Technically, the chart shows a similar risk, with the $240 level acting as support, allowing the stock to fill the gap created by the sharp spike higher after the company’s results in September. A break below this support at $240 could see the stock trade lower to approximately $220.

(Source: TradingView) (Past performance is not a reliable indicator of future results)

Meta has also plunged by more than 15% since reporting results, as investors worry about the increased spending on AI and the negative impact it is having — and is expected to have — on future free cash flow. Like Oracle, Meta is also in a negative gamma and delta regime, meaning market-maker hedging is likely to increase volatility and exacerbate declines if the stock continues to fall.

The put gamma level that currently supports Meta sits at the $630 strike price, and if the shares lose that area of put concentration, they could slide further towards $600, the next big area of put concentration.

(Source: OptionsCharts) (Past performance is not a reliable indicator of future results)
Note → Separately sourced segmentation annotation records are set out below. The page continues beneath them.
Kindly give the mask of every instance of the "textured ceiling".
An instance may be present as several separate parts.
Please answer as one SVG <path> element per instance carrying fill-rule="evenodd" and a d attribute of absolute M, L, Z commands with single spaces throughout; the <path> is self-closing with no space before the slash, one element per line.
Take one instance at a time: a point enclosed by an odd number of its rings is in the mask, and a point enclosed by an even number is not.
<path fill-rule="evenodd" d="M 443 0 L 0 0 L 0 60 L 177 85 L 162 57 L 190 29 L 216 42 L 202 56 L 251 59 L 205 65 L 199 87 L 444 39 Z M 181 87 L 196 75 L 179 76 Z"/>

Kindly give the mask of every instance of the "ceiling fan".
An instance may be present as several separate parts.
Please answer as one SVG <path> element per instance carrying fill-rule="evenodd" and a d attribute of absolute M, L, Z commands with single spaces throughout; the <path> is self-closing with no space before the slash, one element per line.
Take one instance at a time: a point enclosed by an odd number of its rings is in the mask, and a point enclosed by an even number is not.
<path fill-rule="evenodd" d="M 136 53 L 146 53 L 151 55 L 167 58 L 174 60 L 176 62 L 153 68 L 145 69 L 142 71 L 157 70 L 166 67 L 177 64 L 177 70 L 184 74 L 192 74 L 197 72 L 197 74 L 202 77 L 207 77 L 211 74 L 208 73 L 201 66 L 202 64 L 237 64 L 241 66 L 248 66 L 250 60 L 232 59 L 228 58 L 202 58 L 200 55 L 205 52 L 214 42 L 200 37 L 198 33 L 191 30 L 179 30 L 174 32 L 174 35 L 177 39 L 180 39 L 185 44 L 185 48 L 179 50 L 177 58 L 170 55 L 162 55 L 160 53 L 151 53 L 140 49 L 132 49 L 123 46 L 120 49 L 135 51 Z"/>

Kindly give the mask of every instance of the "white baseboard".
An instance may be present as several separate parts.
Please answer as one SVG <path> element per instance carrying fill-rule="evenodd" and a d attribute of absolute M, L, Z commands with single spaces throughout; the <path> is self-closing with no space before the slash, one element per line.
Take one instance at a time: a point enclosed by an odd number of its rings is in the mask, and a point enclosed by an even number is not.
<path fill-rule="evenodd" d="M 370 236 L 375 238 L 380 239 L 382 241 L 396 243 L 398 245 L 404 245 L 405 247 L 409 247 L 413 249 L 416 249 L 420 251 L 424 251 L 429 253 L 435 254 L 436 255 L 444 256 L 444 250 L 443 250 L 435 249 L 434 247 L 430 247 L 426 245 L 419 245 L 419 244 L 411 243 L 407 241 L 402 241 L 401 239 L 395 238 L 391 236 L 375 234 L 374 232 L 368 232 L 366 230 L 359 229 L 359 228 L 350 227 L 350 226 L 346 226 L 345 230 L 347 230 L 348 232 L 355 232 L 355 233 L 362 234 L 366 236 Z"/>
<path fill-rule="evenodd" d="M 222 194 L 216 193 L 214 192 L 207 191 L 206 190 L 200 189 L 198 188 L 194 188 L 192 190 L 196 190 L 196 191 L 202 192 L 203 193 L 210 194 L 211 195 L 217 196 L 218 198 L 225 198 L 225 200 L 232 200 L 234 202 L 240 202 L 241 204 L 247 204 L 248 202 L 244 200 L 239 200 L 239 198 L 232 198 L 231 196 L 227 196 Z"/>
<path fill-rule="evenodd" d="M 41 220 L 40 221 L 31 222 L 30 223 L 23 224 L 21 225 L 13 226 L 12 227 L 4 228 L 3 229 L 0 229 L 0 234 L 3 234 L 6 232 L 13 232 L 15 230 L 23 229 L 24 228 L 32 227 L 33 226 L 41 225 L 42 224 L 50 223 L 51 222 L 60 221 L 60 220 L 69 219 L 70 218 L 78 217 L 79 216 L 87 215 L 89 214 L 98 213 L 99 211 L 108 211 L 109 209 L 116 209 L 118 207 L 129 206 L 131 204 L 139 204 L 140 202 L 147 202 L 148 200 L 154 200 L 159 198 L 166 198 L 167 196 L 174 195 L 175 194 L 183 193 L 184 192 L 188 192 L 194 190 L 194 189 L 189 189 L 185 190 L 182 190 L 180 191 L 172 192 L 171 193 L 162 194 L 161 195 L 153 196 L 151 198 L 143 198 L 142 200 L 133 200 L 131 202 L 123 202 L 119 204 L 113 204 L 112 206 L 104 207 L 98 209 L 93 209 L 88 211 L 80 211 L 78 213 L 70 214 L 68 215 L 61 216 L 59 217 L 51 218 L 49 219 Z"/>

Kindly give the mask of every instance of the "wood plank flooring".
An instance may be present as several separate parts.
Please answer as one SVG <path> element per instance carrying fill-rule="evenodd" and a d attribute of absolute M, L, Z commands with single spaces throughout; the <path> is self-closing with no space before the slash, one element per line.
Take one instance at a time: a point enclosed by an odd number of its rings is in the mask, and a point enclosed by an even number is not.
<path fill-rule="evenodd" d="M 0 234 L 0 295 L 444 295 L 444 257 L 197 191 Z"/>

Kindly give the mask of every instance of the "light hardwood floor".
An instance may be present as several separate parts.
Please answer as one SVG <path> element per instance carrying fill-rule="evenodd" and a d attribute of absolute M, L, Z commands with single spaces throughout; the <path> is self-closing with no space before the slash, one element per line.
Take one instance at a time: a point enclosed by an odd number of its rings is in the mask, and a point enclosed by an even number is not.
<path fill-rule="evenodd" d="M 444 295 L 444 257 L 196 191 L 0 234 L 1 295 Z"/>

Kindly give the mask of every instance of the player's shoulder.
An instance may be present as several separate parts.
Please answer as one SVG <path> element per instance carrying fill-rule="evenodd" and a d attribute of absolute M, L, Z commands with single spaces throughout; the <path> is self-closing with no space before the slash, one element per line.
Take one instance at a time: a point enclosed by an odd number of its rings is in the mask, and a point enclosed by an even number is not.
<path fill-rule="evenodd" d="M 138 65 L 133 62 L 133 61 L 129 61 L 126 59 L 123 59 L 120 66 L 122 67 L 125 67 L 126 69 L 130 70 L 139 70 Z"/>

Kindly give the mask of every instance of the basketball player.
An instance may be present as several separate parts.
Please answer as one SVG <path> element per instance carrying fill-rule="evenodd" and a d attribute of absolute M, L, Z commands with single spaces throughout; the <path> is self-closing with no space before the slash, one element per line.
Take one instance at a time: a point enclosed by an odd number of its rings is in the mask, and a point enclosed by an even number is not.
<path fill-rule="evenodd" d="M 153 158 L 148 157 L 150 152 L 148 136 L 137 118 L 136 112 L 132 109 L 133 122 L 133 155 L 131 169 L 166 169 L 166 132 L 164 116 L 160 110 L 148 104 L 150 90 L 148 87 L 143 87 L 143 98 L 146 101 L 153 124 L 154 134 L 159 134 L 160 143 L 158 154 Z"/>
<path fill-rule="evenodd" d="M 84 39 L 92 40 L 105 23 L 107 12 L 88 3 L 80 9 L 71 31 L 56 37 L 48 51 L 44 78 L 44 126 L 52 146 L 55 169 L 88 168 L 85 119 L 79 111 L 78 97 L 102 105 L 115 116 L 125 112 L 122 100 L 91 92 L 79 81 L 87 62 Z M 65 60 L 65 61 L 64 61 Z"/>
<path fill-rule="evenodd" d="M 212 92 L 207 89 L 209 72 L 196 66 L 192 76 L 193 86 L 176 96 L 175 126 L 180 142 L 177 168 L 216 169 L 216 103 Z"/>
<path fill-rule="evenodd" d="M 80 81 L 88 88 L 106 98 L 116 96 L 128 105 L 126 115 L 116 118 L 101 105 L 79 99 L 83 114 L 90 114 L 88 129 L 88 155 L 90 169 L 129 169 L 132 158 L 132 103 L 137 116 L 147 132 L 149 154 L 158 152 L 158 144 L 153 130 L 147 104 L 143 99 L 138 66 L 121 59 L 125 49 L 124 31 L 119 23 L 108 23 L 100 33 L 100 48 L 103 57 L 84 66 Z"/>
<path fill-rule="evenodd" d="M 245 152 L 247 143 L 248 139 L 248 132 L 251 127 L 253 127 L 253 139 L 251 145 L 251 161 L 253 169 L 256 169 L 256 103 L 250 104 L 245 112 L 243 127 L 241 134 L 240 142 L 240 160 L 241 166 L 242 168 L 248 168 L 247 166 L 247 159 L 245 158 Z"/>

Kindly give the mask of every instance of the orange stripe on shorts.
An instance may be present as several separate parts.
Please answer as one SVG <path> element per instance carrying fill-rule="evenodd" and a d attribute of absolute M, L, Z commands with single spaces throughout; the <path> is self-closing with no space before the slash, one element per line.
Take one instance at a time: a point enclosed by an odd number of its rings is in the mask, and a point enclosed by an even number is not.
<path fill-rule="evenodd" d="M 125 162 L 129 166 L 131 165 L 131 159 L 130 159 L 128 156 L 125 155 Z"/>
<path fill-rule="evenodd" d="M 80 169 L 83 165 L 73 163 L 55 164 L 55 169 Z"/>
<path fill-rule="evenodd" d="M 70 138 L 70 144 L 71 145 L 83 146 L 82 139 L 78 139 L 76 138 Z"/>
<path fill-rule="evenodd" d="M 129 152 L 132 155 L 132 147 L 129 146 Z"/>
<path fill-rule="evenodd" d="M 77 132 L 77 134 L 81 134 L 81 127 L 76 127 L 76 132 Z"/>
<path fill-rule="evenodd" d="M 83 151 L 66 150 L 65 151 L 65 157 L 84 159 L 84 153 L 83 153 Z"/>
The technical chart shows that the $600 level represents a major area of support for Meta, established on 1 May, when the stock gapped higher amid market turmoil from tariffs. This highlights the importance of that region, as it aligns with support from both an options and a technical perspective. The chart also indicates that the shares are approaching oversold conditions, with the relative strength index falling below 30 and the stock touching the lower Bollinger Band.

(Source: TradingView) (Past performance is not a reliable indicator of future results)

Any signs of increased spending by these two companies could further unsettle investors and weigh on their share prices. That even goes beyond these two companies since the entire space is now on notice from investors, which means paying attention to debt issuance or new spending plans. This is a clearly identifiable fundamental development underway — and one that investors will be watching very closely.